Em nota, o MPES afirmou ainda que a Promotoria de Justiça Cível de Vitória já instaurou procedimento para apurar as violações aos direitos do consumidor em um desses casos. Trata-se do caso do Edifício Santos II, em Nova Itaparica, Vila Velha.
No fim de janeiro, as colunas do imóvel cederam, assustando os moradores, que saíram de casa no meio da noite. Após análise, o Crea-ES e a prefeitura afirmam que o empreendimento foi construído sem alvará e não tinha documentação para emissão das escrituras.
Por conta dos danos estruturais, o local não poderá ser habitado por três meses, período em que deve ocorrer obras das pilastras. Com medo, até moradores de prédios vizinhos já se mudaram.
Engenheiros do Crea-ES fazem nova avalição em prédio que ameaça desabar em o Nova Itaparica, em Vila Velha
Os relatos de problemas estruturais em imóveis no Estado têm se multiplicado nos últimos meses. São avarias muitas vezes graves, que tornam o sonho da casa própria em dor de cabeça para os moradores.

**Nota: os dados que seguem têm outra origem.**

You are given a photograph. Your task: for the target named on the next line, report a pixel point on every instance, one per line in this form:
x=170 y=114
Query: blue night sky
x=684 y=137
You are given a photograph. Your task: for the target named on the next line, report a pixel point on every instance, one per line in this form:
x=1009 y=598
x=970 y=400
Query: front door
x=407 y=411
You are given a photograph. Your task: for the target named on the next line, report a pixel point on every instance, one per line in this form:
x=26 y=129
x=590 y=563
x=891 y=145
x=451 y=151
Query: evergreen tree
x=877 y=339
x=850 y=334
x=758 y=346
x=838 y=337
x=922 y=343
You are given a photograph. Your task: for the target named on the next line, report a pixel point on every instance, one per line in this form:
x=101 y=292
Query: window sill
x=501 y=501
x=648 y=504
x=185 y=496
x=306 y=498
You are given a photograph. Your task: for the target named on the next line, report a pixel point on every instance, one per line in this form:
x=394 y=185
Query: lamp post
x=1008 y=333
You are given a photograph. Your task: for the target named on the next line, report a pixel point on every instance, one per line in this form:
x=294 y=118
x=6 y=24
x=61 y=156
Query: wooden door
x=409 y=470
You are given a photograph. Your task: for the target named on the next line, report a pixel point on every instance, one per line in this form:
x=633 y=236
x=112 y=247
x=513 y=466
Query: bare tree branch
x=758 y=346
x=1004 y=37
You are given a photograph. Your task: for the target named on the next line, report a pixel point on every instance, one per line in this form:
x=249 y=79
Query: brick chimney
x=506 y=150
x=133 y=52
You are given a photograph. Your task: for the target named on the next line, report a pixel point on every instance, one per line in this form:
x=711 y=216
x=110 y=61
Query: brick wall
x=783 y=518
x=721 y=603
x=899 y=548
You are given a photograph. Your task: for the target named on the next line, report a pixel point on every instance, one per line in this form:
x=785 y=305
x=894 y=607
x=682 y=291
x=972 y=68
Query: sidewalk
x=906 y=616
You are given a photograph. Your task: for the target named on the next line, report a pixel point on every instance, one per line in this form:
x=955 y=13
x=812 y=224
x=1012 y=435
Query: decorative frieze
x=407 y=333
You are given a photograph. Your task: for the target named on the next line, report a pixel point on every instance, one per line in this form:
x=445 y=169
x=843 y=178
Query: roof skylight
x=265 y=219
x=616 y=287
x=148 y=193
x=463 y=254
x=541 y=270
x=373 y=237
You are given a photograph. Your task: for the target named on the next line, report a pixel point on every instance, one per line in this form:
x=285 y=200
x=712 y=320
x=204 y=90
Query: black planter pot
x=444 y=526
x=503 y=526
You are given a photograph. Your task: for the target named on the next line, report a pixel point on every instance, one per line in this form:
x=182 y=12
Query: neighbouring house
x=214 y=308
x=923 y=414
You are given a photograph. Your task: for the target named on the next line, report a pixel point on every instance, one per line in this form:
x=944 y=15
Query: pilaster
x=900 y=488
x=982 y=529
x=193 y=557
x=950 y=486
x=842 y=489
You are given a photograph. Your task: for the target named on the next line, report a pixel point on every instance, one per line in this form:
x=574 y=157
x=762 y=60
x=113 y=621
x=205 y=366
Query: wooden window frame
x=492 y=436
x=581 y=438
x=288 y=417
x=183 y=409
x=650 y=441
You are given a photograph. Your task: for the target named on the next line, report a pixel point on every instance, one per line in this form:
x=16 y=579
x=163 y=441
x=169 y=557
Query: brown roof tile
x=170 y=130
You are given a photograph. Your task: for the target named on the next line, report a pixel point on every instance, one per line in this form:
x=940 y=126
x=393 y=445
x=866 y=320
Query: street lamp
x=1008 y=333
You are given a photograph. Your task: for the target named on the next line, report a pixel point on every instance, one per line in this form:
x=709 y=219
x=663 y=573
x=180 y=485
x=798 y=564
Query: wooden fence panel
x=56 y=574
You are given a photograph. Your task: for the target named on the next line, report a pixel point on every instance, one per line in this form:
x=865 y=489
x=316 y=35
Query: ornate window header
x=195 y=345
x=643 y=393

Um exemplo grave ocorreu em dezembro do ano passado, quando duas torres d'água de um condomínio em Cariacica desabaram deixando dezenas de famílias desalojadas e matando uma pessoa. O Residencial São Roque havia sido inaugurado apenas duas semanas antes.

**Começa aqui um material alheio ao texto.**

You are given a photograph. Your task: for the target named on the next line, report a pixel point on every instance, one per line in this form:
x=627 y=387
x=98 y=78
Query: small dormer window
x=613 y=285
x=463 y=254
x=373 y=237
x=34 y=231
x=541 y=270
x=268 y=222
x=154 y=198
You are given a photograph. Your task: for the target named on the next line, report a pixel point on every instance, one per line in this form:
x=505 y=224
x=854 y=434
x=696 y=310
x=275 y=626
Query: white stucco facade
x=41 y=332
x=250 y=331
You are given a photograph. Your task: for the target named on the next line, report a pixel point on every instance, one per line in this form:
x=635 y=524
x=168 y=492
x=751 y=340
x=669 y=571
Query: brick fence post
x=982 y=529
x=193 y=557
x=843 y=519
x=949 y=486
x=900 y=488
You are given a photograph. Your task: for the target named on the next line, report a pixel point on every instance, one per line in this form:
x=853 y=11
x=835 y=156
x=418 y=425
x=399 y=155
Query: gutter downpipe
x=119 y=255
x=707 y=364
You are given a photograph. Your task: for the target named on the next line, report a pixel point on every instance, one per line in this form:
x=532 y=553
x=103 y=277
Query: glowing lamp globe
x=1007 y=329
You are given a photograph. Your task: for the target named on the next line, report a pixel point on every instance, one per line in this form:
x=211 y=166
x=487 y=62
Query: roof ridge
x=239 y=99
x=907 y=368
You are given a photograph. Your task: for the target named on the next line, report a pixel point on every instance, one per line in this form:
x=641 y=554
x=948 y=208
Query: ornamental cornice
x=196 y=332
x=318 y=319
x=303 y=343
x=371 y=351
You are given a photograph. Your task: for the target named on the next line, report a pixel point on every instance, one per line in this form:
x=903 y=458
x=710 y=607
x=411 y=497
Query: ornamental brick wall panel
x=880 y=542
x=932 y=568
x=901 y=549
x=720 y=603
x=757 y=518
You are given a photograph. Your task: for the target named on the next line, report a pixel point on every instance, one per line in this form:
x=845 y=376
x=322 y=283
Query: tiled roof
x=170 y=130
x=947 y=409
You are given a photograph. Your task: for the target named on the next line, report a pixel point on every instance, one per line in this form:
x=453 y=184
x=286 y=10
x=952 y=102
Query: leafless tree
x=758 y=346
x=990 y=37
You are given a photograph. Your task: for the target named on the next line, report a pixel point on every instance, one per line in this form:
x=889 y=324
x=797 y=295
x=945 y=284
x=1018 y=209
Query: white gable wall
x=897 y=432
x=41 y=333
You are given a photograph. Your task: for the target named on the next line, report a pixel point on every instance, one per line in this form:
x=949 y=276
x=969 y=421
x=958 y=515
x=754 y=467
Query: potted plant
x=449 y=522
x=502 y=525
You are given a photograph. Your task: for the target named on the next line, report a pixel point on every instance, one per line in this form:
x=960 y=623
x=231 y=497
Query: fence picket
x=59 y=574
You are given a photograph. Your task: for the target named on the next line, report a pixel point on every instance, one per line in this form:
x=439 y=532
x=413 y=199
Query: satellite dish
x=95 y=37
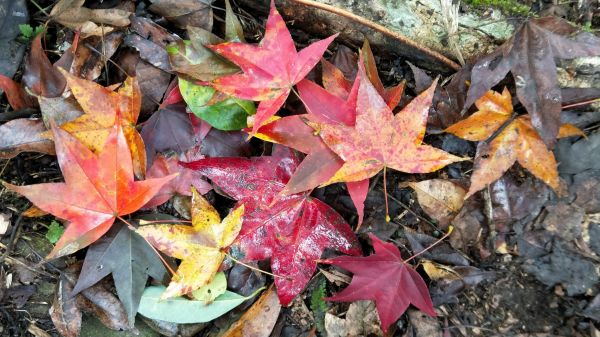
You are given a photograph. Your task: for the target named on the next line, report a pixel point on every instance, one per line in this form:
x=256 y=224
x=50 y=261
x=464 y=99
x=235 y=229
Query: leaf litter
x=141 y=141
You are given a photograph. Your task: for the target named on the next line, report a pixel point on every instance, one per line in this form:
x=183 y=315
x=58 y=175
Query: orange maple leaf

Em fevereiro, toda a área de festa de um residencial do programa em Cachoeiro de Itapemirim desabou durante uma chuva. Neste caso, ninguém ficou ferido.
No mesmo mês, moradores de 16 apartamentos do bloco 13 do condomínio Residencial Vila Velha, em Jabaeté, tiveram que deixar seus lares após ouvirem ruídos e perceberem rachaduras. O condomínio foi entregue em 2016.
Em pleno carnaval, a caixa-d’água do residencial Top Life Cancun, na Serra, apresentou um amassado e os moradores saíram de casa temendo o desabamento. O receio se mostrou legítimo: segundo o Crea-ES, a julgar pelos problemas encontrados, um vendaval poderia derrubar facilmente a estrutura.